Ohio BWC Loses Court Case On Interesting Premium Calculations

I had previously posted about how the Ohio BWC is not acting as a true insurer and is using number voodoo to charge smaller employers outrageous premiums while giving certain employer groups enormous discounts. Ohio small businesses were being discriminated against due to their size in the area of Workers Compensation premiums.
Smaller employers do take a hit when looking at cost per unit of coverage. Of course, small companies always pay more per unit for anything from pens to building rent.
Last week, a judge ruled against the Ohio BWC and issued a restraining order blocking the Ohio Bureau of Workers’ Compensation from implementing its prospective group rating plan for policies incepting next year.

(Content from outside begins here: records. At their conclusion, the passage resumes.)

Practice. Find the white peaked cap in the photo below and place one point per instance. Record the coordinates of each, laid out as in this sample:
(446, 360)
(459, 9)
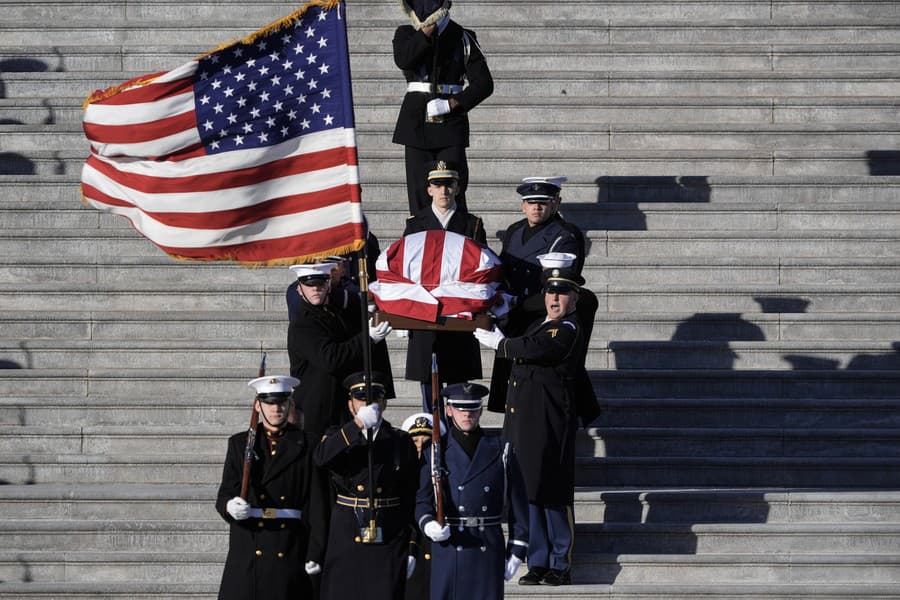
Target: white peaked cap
(274, 384)
(556, 260)
(312, 270)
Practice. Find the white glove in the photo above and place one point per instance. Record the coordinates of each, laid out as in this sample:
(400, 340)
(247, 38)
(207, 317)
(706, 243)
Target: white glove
(238, 508)
(437, 533)
(312, 568)
(512, 565)
(503, 305)
(380, 332)
(491, 338)
(369, 415)
(438, 107)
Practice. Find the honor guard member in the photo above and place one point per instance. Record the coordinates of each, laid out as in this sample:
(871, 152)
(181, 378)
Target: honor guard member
(437, 57)
(325, 346)
(458, 355)
(471, 560)
(544, 397)
(367, 555)
(277, 534)
(418, 583)
(542, 230)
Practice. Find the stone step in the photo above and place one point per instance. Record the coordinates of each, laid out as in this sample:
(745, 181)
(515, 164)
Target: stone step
(568, 136)
(521, 83)
(381, 170)
(598, 55)
(593, 504)
(651, 298)
(702, 539)
(737, 442)
(844, 473)
(793, 413)
(790, 568)
(737, 244)
(615, 442)
(668, 591)
(271, 325)
(388, 221)
(585, 192)
(682, 352)
(469, 13)
(493, 29)
(759, 110)
(111, 270)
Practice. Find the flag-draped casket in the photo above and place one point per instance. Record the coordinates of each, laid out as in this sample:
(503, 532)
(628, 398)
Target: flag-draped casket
(434, 274)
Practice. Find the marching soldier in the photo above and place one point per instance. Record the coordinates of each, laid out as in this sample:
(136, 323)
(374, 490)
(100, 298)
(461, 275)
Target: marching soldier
(278, 533)
(325, 346)
(367, 554)
(471, 560)
(458, 355)
(543, 230)
(543, 400)
(437, 57)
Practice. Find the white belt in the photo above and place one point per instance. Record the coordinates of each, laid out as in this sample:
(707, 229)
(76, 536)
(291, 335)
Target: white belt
(275, 513)
(424, 86)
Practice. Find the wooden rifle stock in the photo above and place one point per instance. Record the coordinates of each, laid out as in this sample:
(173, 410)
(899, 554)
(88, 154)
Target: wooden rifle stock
(251, 437)
(436, 462)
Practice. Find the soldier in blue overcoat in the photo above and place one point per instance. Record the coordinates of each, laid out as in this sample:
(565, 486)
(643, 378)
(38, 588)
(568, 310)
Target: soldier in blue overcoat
(544, 397)
(470, 558)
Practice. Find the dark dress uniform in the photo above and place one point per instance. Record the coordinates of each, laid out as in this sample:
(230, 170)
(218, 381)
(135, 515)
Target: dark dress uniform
(325, 345)
(458, 355)
(458, 59)
(470, 565)
(266, 555)
(354, 569)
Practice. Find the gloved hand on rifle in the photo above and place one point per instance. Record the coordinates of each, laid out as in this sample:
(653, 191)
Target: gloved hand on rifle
(238, 508)
(379, 332)
(369, 416)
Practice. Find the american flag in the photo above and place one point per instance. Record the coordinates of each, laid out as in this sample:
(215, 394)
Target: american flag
(436, 273)
(247, 153)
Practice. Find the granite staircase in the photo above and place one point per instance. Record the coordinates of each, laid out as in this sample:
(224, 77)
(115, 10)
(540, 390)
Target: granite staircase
(733, 164)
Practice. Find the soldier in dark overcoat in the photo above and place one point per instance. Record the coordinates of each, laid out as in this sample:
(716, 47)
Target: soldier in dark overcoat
(482, 482)
(542, 230)
(364, 561)
(325, 346)
(277, 534)
(437, 57)
(458, 355)
(541, 420)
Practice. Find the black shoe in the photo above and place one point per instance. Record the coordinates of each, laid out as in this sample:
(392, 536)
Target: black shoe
(557, 577)
(534, 576)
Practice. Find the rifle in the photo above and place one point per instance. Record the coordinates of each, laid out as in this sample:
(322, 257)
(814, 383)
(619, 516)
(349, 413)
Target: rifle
(436, 471)
(251, 437)
(371, 533)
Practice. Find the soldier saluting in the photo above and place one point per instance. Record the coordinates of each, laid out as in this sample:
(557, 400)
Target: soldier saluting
(544, 396)
(470, 559)
(367, 554)
(278, 531)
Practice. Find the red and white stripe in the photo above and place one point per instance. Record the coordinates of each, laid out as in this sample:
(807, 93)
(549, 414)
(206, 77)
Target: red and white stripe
(436, 273)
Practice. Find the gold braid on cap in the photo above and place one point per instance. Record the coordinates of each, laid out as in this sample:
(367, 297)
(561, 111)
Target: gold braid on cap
(433, 18)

The bureau must implement a retrospective rating plan based on loss history for group policies rather than its established method of determining premiums by anticipating future losses. I still do not understand how they can predict future losses without looking at the prior losses. As I said earlier, it was all number voodoo.

Insurance based on the future only without looking at the past is call naive forecasting. The Ohio BWC attempted to go outside of the rating infrastructure that has been in place since the 1930’s. Viable alternatives to insurance seem to appear every year. The Ohio BWC plan was not one of them.
As I have said many times before in this blog, monopolistic state funds are becoming dinosaurs in the area of Workers Compensation. If a private insurance carrier operated in the same manner as the WSI in North Dakota or the BWC in Ohio, the insurance commissioner would fine them and/or place them in receivership.
An insurance system cannot be operated like a government agency in the current Workers Comp marketplace. There are four monopolistic state funds. I wonder how long they can survive.